This part won't work - we need to make sure that no warnings get returned except for a format that actually winds up as FILTER_EXPLOIT_CREATES in the end. (For example, the HTML filter does not actually create an exploit, but it still returns a warning in the case where it is configured to not sanitize completely. However, this warning is not relevant if a previous filter sanitized the text already.) We actually already have a test case for that in the code - see testHTMLFilterUnsafeTagSanitizeBefore().

Also, the "No filter has been added to sanitize raw HTML" message isn't supposed to show up unless it's the only one...

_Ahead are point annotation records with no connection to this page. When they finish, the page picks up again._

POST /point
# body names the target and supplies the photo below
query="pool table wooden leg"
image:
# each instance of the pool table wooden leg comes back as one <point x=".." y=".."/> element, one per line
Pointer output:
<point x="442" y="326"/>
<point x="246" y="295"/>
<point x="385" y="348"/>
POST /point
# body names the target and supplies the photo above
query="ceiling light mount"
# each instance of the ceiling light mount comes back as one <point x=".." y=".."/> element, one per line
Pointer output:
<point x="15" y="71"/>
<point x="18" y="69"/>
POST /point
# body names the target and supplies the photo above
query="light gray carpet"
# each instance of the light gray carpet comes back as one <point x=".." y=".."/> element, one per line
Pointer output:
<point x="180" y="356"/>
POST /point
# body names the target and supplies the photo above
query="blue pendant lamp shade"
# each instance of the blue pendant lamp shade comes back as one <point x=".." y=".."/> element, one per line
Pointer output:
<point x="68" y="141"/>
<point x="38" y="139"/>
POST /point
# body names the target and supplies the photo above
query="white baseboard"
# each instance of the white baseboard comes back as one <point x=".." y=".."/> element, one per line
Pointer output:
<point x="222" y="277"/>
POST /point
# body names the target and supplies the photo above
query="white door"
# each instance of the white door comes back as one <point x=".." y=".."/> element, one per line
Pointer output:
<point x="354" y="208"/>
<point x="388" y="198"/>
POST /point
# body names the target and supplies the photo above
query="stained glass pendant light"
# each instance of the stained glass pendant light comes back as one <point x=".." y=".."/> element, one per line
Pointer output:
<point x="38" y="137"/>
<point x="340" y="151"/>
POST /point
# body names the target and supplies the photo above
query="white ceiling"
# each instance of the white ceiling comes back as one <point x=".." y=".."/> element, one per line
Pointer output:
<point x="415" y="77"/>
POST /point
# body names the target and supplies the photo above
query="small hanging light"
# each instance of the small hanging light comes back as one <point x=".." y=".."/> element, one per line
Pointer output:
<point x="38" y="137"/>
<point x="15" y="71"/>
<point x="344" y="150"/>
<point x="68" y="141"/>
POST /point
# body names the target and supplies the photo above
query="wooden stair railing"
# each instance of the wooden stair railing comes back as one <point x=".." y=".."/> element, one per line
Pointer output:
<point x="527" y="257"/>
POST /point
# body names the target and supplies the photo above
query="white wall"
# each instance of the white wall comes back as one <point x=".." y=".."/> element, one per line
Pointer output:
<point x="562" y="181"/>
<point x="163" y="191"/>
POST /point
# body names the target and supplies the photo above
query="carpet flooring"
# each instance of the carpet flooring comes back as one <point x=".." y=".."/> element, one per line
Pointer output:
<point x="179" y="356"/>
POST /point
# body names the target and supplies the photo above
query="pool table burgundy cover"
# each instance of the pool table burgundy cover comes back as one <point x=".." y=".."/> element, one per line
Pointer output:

But in terms of the 'exec' stuff, it makes sense somewhat - the question is whether we want to make it so that 'html' and 'exec' are the only possible keys that people can use (is there anything we might be missing there?) vs the previous code which worked more generically for any keys that anyone might use, but did not enforce the fact that the PHP filter is impossible to sanitize.

@David - well, we cold do some slightly more complex processing here - distinguishing between and allow and create.

StatusFileSize
new31.67 KB
Failed: 14632 passes, 0 fails, 31 exceptions
[ View ]

didn't fix up the tests yet, but I think the filter.module part works in this patch. Note revised logic in the array_pop() loop. Simplified the return to jsut be an array of warnings - really don't see why we need to separate out by type.

Status:Needs work» Needs review
StatusFileSize
new31.68 KB
Failed: 14639 passes, 0 fails, 28 exceptions
[ View ]

ok, got the escape-all filter set right also.

setting to CNR is see where tests break.

Status:Needs review» Needs work

The last submitted patch failed testing.

Status:Needs work» Needs review
StatusFileSize
new30.71 KB
Failed: 14612 passes, 0 fails, 28 exceptions
[ View ]

better - fixed some tests, remove debug code.

Status:Needs review» Needs work

The last submitted patch failed testing.

For testHTMLFilterUnsafeTag(), we definitely want only one warning to be returned - so the fact that the test in the latest patch was changed to check for two warnings and passes means there is a bug in both the code and the test :)

I'm not really seeing the advantage of 'exec' at this point? I think it's starting to make the code more complex, and the API is now less generically useful; e.g., you could previously use these functions to get information about any "output type" you could dream up and it all worked the same, but now the function is assuming internally that it knows about all of them. As mentioned above, the fact that PHP is impossible to sanitize is not only an edge case but also not an actual problem with the previous approach -- it simply means that no filter should ever claim to sanitize it.

Some of the other changes look good, though, and we should keep those.

Since we are not using the warnings right now - does it matter if it's 1 or 2? It's 2 now since we leave the default warning about unfiltered html.

I see more value in honing the code to the minimum feasible - why make it more complex than the 99% use case requires?

Status:Needs work» Needs review
StatusFileSize
new30.09 KB
Passed: 14733 passes, 0 fails, 0 exceptions
[ View ]

consolidated the code even more - did remove the fixed html/exec categories. Code should again find any categories, but consolidates all warnings into a single return array.

Yeah, this looks better - and I like the idea of having FILTER_EXPLOIT_ALLOWS and FILTER_EXPLOIT_CREATES as separate constants because it forces filter module authors to be explicit and think about the difference.

  1. I haven't looked too closely at the latest internals but I think there is a test case we can write that will fail here - a filter that returns a 'type' but not a 'warning'. (It's a useful one to write anyway, so I'll make sure to write it and see if something fails.)
  2. Instead of 'type', maybe something like 'effect'?
  3. I agree that filter_format_warnings() is more useful returning a single array, but I think it would be better to have it as a wrapper around another function, something like filter_format_warnings_by_category() - to make the by-category information accessible if it is needed. We also need to reintroduce filter_format_is_secure() as a wrapper function, because in cases where you just need a boolean it is awkward to have to explicitly load the warnings (such as in the hook_permission changes in this patch). So I think three functions in total, with the middle one possibly a private function.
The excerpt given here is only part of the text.